Obviously, ESPN NFL insider Adam Schefter did not think anything was morally wrong about posting an image of the medical chart of New York Giants defensive end Jason Pierre-Paul on his Twitter account on Wednesday.

It was already reported that Pierre-Paul had seriously injured his hand while handling fireworks over the weekend, but Schefter presented more details by tweeting, "ESPN obtained medical charts that show Giants DE Jason Pierre-Paul had right index finger amputated today" and showing a picture of the medical record.

Almost immediately, the picture of Pierre-Paul's private medical chart created a firestorm about whether Schefter did the moral, ethical and legal thing.

Since 1996, the Health Insurance Portability and Accountability Act has been around to protect an individual's private medical information.

It is why you have to stand behind that line at the desk in the doctor's office or a pharmacy when another person is in front of you.

Schefter got the information knowing his source illegally obtained it.

His job as a journalist - heck, my job as a journalist - is to obtain information. Many times, that is information particular individuals do not want made public.

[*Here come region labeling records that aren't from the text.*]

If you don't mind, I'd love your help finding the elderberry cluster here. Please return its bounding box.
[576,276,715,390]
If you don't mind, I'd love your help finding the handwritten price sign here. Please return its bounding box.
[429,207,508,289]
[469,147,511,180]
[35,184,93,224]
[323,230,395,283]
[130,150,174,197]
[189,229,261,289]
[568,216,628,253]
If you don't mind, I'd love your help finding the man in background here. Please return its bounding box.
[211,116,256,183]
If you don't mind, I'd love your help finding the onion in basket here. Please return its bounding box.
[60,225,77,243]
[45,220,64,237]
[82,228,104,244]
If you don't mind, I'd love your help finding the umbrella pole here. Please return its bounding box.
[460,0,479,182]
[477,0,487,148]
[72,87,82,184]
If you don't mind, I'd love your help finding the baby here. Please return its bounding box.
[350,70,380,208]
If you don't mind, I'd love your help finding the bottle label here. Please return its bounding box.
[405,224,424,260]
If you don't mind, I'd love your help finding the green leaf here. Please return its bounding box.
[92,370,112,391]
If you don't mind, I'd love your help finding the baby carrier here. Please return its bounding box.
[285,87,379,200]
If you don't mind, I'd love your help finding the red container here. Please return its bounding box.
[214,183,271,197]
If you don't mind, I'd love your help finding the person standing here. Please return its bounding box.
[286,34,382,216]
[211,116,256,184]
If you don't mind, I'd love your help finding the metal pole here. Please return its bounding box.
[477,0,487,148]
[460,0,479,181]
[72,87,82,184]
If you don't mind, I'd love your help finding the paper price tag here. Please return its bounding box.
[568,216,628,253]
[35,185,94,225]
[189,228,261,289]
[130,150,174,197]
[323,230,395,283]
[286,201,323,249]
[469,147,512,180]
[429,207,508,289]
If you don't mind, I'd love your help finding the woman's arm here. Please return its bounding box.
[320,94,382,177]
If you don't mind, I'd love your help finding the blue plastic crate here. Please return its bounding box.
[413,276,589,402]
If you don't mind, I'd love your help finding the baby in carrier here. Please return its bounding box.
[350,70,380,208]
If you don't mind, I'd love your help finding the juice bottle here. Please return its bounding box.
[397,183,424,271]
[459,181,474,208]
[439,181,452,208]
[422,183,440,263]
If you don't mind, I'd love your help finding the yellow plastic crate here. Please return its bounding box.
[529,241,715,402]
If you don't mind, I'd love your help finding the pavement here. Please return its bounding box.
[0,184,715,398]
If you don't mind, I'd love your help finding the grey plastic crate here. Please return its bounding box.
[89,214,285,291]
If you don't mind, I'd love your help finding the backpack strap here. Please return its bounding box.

From that standpoint, Schefter simply did his job. Since he was not the one who stole Pierre-Paul's medical chart, many people more knowledgeable than I am have chimed in that HIPAA laws do not apply to him or ESPN.

That is not really the issue being discussed in this column.

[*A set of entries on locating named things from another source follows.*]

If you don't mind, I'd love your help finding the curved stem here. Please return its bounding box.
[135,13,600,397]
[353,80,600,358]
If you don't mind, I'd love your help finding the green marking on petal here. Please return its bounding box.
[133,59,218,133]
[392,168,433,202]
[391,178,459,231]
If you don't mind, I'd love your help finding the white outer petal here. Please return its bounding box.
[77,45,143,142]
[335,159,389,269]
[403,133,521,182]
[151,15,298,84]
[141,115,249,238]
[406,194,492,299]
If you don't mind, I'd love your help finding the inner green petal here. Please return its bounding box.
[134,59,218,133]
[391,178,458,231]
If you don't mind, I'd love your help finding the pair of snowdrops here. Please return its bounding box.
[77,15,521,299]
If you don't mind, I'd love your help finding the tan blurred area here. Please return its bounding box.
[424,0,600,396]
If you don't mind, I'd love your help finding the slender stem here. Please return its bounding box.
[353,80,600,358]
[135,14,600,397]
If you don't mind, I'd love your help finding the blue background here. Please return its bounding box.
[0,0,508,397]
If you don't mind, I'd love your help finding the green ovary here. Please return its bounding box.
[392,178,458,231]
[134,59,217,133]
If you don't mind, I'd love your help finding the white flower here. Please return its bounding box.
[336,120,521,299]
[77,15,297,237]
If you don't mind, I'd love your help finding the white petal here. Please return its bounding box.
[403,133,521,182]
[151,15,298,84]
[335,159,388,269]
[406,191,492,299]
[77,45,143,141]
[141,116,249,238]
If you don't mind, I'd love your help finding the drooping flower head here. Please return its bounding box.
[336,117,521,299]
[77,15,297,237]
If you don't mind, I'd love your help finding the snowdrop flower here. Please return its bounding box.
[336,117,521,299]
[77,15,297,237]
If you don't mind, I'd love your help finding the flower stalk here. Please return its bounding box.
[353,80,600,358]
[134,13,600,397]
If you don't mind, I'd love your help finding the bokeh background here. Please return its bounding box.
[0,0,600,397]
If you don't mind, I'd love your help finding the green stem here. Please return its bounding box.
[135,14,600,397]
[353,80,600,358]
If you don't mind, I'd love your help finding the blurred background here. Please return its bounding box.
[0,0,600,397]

This is not about whether Schefter and ESPN did an illegal thing. It is about whether they did the right thing.

That is where things get murky. That is where opinions divide.

In this case, I would not have shown Pierre-Paul's private medical records. I think it was legitimate news that Pierre-Paul had his finger amputated, and I see nothing wrong with Schefter reporting that. I compliment him for getting that story first.

I do, however, think Schefter crossed the line of integrity by posting the photo of private medical records he had to know were illegally obtained.

Other than sensationalism, I see no purpose in posting an image of the medical records. Even if not technically illegal, I think most people question the morality of Schefter's actions.

To me, the benefit would not be worth having people question my moral base and, thus, affecting my credibility as a journalist.

Still, I said earlier my opinions were about this case.

I emphasize that, because I acknowledge there could be a situation in which I would release information, even if I knew it was obtained in an illegal or highly questionable manner.

As a sports columnist, I am not likely to be put in this situation, but if I had possession of illegally obtained documents that, upon release, could save or protect someone's life or help negate a threat against the United States, I would release them to the public.

It is all a matter of degree, which is why I said judging Schefter's decision falls into those murky shades.

If we can agree he was doing his job by gathering information, the only debate is about whether he went too far in his presentation of that information.

Defining "pressing information" is a subjective process, and that brings the human mindset into play.

We are not a homogenous species with a group thought process. We all think and form opinions based on our individual experiences.

In many cases, subtle differences in perception can lead to major differences in what is considered right or wrong.

Perhaps to Schefter, publishing the medical records was necessary to confirm his story. Of course, Pierre-Paul's next public appearance also would confirm that.

Ultimately, the people who deal with Schefter will determine whether he crossed a line.

He is successful as an NFL insider because he builds relationships and establishes some level of trust.

If what he did to Pierre-Paul causes his sources to question his trustworthiness, Schefter will suffer in the end.

Trust, just like integrity, is graded on an individual basis.